Monday, February 25, 2013

Enterprise Search functionality in Sharepoint 2013

Search in SharePoint 2013



The first and foremost change to search in SharePoint 2013 is there is only one search engine.

The idea that you use the FAST engine for content and the SharePoint engine for people has been completely eliminated. In SharePoint 2013 there is a brand new search core that combines the best qualities and functionality of both SharePoint search and FAST search. The powerful indexing, linguistics, extraction, and query expressiveness are now evident throughout the platform. With this change comes another dramatic change in overall search architecture. There is now only one query language across all of SharePoint 2013, which combines the best features of FQL (FAST Query Language),  and KQL (Keyword Query Language).

 
2.      Content Crawling



Anonymous Crawl

This adds a component to the crawling feature to support anonymous crawling. Prior to this change, all crawls needed to be associated to a user account or leverage other methods of authentication.

Continuous crawl

In SharePoint Server 2013, you can configure crawl schedules for SharePoint content sources so that crawls are performed continuously. Setting this option eliminates the need to schedule incremental crawls and automatically starts crawls as necessary to keep the search index fresh. Administrators should still configure full crawls as necessary.

In SP2010, we have two types of crawls; Full or Incremental Crawl. One of the limitations of Full and Incremental Crawls in SP2010 is that they cannot run in parallel, i.e. if a full or incremental crawl is in progress, the admin cannot kick-off another crawl on that content source. This forces a first-in-first-out approach to how items are indexed.
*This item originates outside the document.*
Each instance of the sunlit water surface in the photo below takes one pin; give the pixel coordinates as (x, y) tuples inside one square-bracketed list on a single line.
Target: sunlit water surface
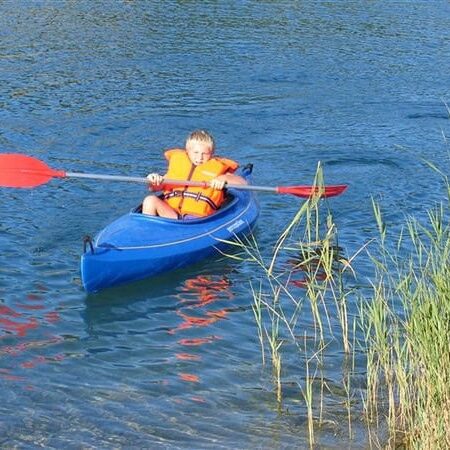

Moreover, some types of changes result in extended run times; such as script based permission changes, or moving a folder, or changing fields in a content type. Incremental crawls don’t remove “deletes”, so ghost documents are still returned as hits, after deletion, until the next full crawl.

SharePoint 2013 will introduce the concept of “Continuous Crawl”. It doesn’t need scheduling. The underlying architecture is designed to ensure consistent freshness by running in parallel. Right now, if a Full or Incremental crawl is slow, everything else awaits its completion. It’s a sequential crawl. Behind the scenes, continuous crawl selection results in the kick-off of a crawl every 15minutes (this wait can be configured) regardless of whether the prior session has completed or not. This means a change that is made immediately after a deep and wide-ranging change doesn’t need to ‘wait’ behind it. New changes will continue to be processed in parallel as a deep policy change is being worked on by another continuous crawl session.

 Note that Continuous crawl will increase load incrementally on the SharePoint server since it inherently can run parallel multiple sessions simultaneously. If needed, we can tune this through ‘Crawl Impact Rule’ settings (which exist today in SP2010) which controls the maximum number of simultaneous requests that can be made to a host (default is 12 threads, but is configurable).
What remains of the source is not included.